Mastroianni nos recibe con un gran abrazo verbal y un brillo de ojos que atrapa. Nos dejamos llevar hacia la mesa al fondo del bar. Un canal de television gallega ofrece el parte diario que sobrevuela la sala buscando oídos que contaminar.
Un albariño, un godello, y unas aceitunas aliñadas con chimichurri casera amenizan la espera de la veggie pizza. El salvamantel de papel nos coloca en el mapa del camino y brindamos por el gozo de la dicha presente.
A mil kilometros de distancia una joven cruza con cautela el paso de cebra que la lleva a la tienda. Sus manos sudorosas delatan cierto nerviosismo. Se tambalea al subir el peldaño, como si hubiera perdido su centro de gravedad. Rápidamente se une al rebaño y un quemazón en el estómago la distrae de las explicaciones del dependiente. Pregunta a su Apple Watch cuánto es seiscientos ochenta y nueve dividido entre veinticuatro y pasa la tarjeta de crédito por el datáfono mientras su corazón emite un leve rugido. A su vuelta cruza el paso de cebra dando pequeños saltos. Aprieta fuerte su mano derecha contra la mochila para recibir la presunta felicidad que le brinda la minúscula caja de color lila que hay en su interior. En ese momento no es consciente de que a cada paso que da la felicidad anhelada se evapora para mezclarse con las de cientos de personas a su alrededor.

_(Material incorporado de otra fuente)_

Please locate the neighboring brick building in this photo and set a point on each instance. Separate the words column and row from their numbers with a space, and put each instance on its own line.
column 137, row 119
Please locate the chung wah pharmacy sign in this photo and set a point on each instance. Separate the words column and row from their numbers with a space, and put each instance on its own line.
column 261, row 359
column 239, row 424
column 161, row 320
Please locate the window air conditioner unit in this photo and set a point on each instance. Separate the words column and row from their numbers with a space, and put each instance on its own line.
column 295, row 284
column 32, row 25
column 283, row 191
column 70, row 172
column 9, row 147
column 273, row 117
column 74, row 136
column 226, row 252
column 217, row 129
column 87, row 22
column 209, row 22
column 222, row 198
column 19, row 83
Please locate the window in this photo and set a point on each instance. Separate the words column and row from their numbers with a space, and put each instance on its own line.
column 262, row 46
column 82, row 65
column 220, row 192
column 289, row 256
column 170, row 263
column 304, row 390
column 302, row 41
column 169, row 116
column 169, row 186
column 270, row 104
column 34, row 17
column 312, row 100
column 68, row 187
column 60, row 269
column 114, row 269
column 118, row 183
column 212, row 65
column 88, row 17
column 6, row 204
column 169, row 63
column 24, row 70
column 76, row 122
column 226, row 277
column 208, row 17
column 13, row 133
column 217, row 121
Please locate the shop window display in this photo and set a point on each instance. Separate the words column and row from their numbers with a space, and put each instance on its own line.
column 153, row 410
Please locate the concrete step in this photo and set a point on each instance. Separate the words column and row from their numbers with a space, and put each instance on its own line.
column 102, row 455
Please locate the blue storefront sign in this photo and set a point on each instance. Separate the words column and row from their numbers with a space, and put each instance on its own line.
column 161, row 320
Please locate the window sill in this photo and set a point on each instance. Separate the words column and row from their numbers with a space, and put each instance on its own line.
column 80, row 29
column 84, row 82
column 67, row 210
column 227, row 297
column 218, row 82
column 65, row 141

Mastroianni se anima a compartir una pizca de saudade porteña. Hace veinte años que llegó de Argentina y aún se le eriza la piel al recordarse caminando por el centro de Buenos Aires. Tangos, asados, familia y viajes ocupan la conversación. Antes de traer el postre, coloca el dedo índice en el centro del pecho, allí donde radica el espacio del corazón y nos dice, si acá no hay felicidad no importá que hagas o que tengas, vos no te mantenés de pie y caés continuamente. Da media vuelta y desaparece por la puerta de la cocina para volver con una ración extra de tiramisu que endulza nuestra bien valorada felicidad interior.